Negotiations and love songs,

Are often mistaken for one and the same.

— Paul Simon, 'Train in the Distance'

… it is therefore in a gesture of the most profound respect for the importance of today, and out of the new friendship that exists between our two countries and across the whole of our planet, that the government of the Union of Soviet Socialist Republics wishes to include a new clause in our solemn treaty.

'We propose, out of our sincere desire for peace in the world, to include all space weapons systems, whether real, experimental, or merely theoretical, within the terms of our agreement. All space weapons and all research into such weapons will now become subject to the terms of the Nuclear Arms Reduction Treaty.'

John Calvin applauded, together with every member of every delegation assembled for the signing session in the Assembly Room of the Palais des Nations.

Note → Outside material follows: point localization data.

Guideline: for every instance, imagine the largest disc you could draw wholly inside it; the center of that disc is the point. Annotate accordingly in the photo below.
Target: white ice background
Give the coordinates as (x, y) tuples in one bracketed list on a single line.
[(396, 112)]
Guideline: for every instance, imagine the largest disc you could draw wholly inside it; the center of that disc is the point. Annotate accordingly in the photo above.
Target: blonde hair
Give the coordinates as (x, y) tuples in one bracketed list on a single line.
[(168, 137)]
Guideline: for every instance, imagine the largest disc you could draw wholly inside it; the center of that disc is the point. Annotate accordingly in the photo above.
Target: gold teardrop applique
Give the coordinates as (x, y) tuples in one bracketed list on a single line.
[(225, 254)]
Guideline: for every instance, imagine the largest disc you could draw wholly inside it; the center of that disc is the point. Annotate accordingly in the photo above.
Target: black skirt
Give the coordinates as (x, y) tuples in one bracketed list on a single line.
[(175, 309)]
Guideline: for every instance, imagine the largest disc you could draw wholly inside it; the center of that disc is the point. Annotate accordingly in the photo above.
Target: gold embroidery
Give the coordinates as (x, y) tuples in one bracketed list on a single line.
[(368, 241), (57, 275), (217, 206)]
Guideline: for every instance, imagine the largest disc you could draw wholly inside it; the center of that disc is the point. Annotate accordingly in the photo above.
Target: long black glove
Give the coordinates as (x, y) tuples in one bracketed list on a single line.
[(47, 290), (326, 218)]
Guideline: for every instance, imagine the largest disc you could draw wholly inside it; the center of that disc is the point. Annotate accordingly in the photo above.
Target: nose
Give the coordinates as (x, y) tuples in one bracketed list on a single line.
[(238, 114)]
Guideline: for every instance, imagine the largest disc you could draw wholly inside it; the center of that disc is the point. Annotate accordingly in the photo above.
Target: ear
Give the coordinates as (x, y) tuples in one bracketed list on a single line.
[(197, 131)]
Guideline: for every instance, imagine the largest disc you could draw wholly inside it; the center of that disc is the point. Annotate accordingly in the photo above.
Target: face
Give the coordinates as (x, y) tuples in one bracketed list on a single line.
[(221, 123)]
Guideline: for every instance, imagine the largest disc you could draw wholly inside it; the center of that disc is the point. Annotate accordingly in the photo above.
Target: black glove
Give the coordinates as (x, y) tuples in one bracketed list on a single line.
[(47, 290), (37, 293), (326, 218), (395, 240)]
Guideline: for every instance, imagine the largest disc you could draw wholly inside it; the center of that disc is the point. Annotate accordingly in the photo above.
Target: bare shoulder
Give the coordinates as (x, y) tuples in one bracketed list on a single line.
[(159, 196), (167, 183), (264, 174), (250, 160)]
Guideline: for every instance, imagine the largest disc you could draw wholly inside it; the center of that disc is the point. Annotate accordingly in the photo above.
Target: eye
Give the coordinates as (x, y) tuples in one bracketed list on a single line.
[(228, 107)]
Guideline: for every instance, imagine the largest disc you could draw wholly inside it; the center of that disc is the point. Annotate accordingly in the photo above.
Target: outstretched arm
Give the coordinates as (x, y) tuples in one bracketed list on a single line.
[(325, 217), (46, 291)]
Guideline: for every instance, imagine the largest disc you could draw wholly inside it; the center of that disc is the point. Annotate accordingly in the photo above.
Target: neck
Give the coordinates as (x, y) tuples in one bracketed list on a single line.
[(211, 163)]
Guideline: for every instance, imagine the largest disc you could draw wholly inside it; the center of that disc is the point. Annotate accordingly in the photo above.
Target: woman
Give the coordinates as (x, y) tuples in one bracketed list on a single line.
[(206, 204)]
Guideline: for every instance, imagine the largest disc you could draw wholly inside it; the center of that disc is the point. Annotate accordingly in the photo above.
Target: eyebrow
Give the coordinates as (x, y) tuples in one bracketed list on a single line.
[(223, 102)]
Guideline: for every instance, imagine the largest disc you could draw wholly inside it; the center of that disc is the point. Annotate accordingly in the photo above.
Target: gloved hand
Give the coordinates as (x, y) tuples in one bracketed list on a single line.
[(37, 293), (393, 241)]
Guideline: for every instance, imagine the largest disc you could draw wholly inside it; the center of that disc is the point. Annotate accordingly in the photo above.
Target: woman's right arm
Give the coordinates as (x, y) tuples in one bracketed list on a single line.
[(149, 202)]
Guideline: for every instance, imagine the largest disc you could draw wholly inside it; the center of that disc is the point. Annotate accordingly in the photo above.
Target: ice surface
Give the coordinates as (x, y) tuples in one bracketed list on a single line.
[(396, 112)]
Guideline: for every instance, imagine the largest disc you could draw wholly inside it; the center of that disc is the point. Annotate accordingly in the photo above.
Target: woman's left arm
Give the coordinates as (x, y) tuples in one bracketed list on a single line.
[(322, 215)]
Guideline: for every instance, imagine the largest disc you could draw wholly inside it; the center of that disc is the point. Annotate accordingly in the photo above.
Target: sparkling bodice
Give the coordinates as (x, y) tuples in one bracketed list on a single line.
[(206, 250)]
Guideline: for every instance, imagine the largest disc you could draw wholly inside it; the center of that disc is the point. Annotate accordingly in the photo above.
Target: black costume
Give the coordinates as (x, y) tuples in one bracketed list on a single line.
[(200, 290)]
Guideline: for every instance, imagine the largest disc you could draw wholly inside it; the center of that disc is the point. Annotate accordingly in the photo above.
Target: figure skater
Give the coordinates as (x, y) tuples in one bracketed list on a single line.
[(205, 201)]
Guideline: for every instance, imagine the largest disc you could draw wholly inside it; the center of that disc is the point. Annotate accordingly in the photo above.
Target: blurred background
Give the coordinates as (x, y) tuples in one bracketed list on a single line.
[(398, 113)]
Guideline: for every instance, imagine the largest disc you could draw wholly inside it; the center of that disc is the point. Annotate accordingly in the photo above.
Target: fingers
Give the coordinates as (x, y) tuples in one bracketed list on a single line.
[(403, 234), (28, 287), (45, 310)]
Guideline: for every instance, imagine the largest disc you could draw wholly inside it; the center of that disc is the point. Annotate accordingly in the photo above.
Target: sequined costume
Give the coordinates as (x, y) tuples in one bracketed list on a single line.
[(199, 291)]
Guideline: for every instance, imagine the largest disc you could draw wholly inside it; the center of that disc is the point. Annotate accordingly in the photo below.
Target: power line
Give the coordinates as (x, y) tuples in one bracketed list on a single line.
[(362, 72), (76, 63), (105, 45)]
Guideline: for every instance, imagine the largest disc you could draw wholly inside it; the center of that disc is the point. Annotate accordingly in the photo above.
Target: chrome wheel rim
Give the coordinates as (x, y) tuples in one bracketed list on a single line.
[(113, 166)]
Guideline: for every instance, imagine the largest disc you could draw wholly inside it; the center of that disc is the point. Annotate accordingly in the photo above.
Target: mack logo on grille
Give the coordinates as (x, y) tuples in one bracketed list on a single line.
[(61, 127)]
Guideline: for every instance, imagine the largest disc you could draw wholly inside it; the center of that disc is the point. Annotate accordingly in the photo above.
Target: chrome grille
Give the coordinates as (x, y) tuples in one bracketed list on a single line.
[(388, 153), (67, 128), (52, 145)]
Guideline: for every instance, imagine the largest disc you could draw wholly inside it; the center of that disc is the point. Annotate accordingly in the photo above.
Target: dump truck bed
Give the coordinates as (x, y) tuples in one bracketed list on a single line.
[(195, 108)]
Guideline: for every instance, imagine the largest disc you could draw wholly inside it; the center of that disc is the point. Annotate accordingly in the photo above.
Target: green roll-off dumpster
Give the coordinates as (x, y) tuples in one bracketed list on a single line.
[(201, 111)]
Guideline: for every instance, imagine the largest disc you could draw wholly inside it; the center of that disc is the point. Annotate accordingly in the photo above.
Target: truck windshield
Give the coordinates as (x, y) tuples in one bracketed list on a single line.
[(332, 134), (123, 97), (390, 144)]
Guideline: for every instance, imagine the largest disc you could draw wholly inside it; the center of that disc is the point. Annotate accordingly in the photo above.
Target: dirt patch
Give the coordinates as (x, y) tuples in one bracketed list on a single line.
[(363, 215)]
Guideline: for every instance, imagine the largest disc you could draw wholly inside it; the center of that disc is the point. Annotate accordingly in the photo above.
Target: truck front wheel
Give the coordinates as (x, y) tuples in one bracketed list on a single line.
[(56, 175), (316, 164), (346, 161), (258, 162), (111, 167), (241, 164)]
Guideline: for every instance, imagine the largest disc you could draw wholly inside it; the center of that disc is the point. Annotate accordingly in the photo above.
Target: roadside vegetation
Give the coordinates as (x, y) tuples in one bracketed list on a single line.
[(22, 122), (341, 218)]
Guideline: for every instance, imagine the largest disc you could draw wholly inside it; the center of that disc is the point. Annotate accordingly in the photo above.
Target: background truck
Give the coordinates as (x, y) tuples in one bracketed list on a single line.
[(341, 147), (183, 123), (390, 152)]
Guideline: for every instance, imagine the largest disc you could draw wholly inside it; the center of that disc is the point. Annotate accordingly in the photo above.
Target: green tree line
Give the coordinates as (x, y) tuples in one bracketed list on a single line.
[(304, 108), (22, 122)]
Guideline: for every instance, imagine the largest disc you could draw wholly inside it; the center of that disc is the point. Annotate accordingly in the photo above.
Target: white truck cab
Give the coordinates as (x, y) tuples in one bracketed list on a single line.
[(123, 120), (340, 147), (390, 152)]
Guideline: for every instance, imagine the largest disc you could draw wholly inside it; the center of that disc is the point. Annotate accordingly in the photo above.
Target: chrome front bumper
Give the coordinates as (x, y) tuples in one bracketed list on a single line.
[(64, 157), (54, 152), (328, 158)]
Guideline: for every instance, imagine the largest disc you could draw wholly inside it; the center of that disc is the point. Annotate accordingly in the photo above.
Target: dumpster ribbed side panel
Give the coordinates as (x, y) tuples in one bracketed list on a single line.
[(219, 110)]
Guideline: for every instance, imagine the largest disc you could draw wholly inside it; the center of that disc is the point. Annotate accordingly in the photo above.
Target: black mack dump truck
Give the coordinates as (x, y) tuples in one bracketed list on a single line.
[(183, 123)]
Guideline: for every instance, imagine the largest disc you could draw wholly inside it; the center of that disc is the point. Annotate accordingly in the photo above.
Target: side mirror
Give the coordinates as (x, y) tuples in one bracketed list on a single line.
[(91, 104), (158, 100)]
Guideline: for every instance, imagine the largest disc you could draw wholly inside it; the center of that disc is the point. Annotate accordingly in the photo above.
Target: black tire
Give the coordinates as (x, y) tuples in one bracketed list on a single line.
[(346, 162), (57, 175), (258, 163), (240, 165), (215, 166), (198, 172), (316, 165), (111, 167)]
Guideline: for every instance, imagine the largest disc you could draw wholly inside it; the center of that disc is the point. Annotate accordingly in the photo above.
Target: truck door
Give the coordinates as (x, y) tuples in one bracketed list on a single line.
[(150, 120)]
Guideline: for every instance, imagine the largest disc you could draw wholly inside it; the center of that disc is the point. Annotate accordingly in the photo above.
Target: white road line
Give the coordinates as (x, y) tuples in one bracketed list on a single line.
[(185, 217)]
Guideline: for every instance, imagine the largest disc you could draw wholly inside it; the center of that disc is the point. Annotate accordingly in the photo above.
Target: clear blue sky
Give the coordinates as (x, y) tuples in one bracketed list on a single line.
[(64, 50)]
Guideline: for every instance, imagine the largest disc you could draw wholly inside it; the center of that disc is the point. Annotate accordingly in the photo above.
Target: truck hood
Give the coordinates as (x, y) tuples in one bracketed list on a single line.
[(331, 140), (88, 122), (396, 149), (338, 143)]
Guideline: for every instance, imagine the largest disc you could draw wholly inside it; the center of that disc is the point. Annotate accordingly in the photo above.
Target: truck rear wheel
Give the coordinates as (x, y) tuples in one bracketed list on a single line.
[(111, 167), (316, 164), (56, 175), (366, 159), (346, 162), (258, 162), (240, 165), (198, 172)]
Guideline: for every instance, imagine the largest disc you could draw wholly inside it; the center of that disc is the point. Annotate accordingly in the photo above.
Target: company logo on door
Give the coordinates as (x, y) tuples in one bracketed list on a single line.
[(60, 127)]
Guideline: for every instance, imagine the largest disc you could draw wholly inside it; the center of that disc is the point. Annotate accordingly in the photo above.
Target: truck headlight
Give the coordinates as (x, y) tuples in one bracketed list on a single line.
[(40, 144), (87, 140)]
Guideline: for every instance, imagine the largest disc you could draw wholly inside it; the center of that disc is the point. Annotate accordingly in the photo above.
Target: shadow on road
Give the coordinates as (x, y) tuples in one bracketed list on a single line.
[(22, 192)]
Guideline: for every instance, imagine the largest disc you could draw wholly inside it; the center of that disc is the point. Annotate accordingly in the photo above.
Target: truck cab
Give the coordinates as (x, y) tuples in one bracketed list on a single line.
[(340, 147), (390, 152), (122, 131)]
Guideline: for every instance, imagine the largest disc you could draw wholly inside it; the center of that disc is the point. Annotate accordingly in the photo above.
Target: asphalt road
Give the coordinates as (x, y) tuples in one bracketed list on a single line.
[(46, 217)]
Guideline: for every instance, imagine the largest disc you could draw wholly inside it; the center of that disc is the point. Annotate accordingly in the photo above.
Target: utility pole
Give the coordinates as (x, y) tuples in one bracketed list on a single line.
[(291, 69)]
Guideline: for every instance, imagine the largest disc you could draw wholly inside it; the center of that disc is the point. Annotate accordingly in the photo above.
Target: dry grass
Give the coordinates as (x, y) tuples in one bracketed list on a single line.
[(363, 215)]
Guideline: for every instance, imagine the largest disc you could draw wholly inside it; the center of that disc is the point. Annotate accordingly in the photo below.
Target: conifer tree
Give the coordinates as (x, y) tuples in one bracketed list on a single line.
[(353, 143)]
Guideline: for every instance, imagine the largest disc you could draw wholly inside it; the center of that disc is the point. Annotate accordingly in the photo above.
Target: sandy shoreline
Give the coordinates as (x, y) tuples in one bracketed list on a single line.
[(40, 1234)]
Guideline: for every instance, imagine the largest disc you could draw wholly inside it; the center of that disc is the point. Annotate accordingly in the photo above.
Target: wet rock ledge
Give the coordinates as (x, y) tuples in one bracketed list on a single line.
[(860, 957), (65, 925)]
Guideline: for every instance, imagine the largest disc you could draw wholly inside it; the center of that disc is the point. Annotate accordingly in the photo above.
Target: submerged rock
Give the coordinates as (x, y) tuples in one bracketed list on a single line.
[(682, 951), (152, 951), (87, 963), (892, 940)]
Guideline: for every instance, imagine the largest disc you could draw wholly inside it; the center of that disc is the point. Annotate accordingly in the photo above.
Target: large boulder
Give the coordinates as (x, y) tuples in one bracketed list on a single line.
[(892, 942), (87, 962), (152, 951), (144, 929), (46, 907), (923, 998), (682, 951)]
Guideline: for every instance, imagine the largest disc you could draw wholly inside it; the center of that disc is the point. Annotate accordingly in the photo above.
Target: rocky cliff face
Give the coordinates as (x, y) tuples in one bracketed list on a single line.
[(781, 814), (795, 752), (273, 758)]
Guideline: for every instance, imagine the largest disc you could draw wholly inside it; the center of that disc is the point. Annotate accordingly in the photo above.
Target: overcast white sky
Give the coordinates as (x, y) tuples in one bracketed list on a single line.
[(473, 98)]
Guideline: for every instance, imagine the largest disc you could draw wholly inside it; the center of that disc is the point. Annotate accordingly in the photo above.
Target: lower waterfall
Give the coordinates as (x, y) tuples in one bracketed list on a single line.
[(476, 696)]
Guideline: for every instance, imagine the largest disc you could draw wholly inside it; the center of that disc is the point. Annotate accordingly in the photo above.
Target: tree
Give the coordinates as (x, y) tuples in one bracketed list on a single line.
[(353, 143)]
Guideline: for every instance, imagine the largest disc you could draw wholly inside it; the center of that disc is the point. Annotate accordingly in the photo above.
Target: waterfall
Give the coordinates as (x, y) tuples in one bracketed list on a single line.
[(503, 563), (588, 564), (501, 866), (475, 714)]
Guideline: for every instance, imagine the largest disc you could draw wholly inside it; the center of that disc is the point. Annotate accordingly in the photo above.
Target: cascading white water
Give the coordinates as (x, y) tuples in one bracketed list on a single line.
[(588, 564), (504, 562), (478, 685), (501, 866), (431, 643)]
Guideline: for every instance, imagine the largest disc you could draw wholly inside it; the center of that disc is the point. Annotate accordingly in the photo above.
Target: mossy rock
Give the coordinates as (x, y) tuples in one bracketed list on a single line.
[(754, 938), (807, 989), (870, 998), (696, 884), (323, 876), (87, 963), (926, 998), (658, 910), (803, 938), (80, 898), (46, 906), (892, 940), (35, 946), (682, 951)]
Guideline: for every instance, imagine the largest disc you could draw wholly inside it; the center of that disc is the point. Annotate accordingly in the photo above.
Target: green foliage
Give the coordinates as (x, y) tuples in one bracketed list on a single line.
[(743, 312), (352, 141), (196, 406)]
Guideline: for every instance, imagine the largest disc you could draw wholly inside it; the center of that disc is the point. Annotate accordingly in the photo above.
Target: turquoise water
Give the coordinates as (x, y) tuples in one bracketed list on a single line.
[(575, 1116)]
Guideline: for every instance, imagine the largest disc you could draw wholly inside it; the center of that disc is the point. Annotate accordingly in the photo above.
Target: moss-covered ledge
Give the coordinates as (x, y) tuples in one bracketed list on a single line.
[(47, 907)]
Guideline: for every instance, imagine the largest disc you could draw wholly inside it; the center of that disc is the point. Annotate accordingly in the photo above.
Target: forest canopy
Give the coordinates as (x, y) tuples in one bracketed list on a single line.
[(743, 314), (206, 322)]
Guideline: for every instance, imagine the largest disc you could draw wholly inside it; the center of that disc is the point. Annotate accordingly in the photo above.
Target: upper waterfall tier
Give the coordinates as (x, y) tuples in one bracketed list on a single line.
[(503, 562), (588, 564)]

Projected on a huge screen at one end of the hall, the U.S. shuttle Atlantis hung above the beauty of the blue-white-green earth. Beside it, the Soviet shuttle Kutuzov floated innocently against the planet. Calvin glanced from the screen toward Dick Gunther. Gunther shook his hand in a slight, quivering gesture.

Close, too damn close, the gesture stated.

Calvin nodded and then looked down at the treaty, waiting to bear his signature. And only then, staring at the paragraphs and clauses that were somehow out of focus for a moment, did he smile genuinely and with vast relief.